We left the airport and wandered around confused for a few moments when an employee came over and offered us some help. We told him we were trying to get to Central London, and he asked if we wanted to fly there, or take a bus. After a moment of confusion, he told us the best way to get there was the Tube, the London Underground and assured us it was still safe. I told him that I trusted him and he replied “Well if you trust me you’ve got some fuckin’ problems!”

The few people we’d encountered in London so far were really friendly, helpful and funny; things were looking great.

We headed to the Tube with our huge backpacks on, definitely standing out in the crowd, and got in-line to purchase tickets. We saw a woman at a booth who made free hostel reservations, and quickly learned that due to the Wimbledon and Tour de France, nothing in London was available…nothing. The only thing available for 2 nights was something outside of London for 125 Pounds a night (A hostel, keep in mind…) and we could only put 2 of our 4 people in a room.

We decided we had to get out of London ASAP. So, we’ll just speed up our journey to Paris, perhaps?

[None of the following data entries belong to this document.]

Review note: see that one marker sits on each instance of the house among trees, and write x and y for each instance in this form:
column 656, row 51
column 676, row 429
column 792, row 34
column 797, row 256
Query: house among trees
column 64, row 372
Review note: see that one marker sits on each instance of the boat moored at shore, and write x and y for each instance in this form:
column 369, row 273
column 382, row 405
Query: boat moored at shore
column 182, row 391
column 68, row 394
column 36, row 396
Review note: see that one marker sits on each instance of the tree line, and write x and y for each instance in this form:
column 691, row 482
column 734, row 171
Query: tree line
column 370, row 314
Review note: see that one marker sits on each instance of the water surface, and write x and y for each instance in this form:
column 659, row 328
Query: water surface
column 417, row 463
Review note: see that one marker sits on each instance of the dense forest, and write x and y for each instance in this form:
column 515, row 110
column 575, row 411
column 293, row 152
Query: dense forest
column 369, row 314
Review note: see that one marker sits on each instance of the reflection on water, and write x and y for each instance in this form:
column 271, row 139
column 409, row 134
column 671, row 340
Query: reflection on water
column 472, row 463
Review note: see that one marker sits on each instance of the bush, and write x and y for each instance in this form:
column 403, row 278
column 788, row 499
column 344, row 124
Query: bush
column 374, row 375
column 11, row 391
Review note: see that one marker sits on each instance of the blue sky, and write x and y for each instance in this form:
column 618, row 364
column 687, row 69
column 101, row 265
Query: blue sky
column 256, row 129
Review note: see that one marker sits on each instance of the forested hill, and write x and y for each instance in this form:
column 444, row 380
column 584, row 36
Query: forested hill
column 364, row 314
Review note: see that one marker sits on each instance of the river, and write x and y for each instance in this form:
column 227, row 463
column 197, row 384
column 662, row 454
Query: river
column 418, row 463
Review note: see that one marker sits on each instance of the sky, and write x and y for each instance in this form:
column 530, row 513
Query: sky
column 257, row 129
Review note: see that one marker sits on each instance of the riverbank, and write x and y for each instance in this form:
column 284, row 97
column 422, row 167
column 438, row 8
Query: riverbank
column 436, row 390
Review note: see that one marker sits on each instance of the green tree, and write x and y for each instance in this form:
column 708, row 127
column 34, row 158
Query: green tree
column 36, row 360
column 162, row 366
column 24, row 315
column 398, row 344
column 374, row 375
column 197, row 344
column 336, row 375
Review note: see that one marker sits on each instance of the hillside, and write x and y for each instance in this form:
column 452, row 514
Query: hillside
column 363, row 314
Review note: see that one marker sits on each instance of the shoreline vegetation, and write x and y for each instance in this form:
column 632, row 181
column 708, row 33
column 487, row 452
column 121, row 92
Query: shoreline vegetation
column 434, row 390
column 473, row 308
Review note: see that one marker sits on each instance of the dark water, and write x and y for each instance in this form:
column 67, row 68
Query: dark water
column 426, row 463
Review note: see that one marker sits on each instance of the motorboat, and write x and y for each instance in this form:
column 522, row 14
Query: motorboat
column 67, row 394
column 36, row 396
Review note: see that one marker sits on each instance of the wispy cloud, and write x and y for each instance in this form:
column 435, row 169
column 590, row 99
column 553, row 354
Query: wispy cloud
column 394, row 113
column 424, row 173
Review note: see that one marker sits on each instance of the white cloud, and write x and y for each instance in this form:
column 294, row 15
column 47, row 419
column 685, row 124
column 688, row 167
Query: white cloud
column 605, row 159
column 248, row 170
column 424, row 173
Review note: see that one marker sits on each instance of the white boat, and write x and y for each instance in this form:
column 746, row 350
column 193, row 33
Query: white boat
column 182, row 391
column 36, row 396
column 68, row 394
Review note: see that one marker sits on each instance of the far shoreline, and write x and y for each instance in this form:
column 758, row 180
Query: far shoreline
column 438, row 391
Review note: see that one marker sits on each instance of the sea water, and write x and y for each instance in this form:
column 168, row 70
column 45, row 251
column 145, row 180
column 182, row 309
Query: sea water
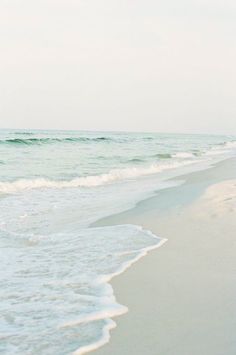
column 55, row 296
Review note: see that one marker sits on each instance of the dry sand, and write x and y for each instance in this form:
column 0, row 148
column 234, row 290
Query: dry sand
column 182, row 296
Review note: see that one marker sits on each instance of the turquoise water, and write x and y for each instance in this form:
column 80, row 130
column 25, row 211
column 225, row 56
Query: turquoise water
column 56, row 297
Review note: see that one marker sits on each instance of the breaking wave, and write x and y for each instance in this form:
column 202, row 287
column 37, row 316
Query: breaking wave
column 87, row 181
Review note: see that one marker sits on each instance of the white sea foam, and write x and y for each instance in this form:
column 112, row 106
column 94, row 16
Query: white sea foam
column 88, row 181
column 183, row 155
column 69, row 273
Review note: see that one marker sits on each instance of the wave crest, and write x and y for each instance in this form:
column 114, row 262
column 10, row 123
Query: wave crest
column 88, row 181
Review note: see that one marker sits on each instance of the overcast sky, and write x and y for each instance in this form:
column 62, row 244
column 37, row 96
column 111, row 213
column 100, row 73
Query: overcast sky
column 142, row 65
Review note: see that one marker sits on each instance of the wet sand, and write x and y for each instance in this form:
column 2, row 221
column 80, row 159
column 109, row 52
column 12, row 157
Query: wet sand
column 182, row 296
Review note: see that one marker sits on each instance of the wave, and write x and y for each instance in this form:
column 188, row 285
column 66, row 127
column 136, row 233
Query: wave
column 112, row 176
column 163, row 156
column 183, row 155
column 40, row 141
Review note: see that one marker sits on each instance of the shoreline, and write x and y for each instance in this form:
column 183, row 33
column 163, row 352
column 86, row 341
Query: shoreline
column 160, row 215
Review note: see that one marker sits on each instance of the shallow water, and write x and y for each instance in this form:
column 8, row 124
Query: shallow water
column 55, row 269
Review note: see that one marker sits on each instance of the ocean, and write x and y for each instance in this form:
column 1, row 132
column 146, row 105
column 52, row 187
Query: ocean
column 55, row 296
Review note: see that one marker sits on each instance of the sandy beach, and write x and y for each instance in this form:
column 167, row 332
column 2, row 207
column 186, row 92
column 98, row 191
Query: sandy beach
column 181, row 297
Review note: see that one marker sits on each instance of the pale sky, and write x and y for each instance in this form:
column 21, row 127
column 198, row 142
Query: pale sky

Take the train tonight instead. “Oh, my sister had to book a train to Paris 3 weeks in advance,” the woman behind the booth replied.

This woman was clearly no good for us, so we took the Tube to Central London, wandered around trying to find food for about an hour (these backpacks really are huge…) and finally find a nice little pub with a sign outside that read “THOSE WEARING SOILED OR DIRTY CLOTHES ARE NOT WELCOME INSIDE.”

Luckily, we weren’t too soiled just yet, and had a nice fish & chips meal for just about $80… This price was for just 2 orders of Fish & Chips and a pitcher of Pimm’s (That old woman got us!). The prices in London are truly absurd… If we stayed here we’d be done in a few days.

So, we made our way here… To this wonderful little US Embassy, Starbucks.

From Starbucks, we’ve found that we can take a train to Paris tonight, and we have a hostel booked for $25 a night. The difficult part will be staying up from 12am until check-in at 1pm… But I’m sure Mike & I can handle it, polyphasic training has its benefits. :)

Anyway, we’ll get our train tickets, wander London awhile and then get onto Paris! The adventure has begun in full force.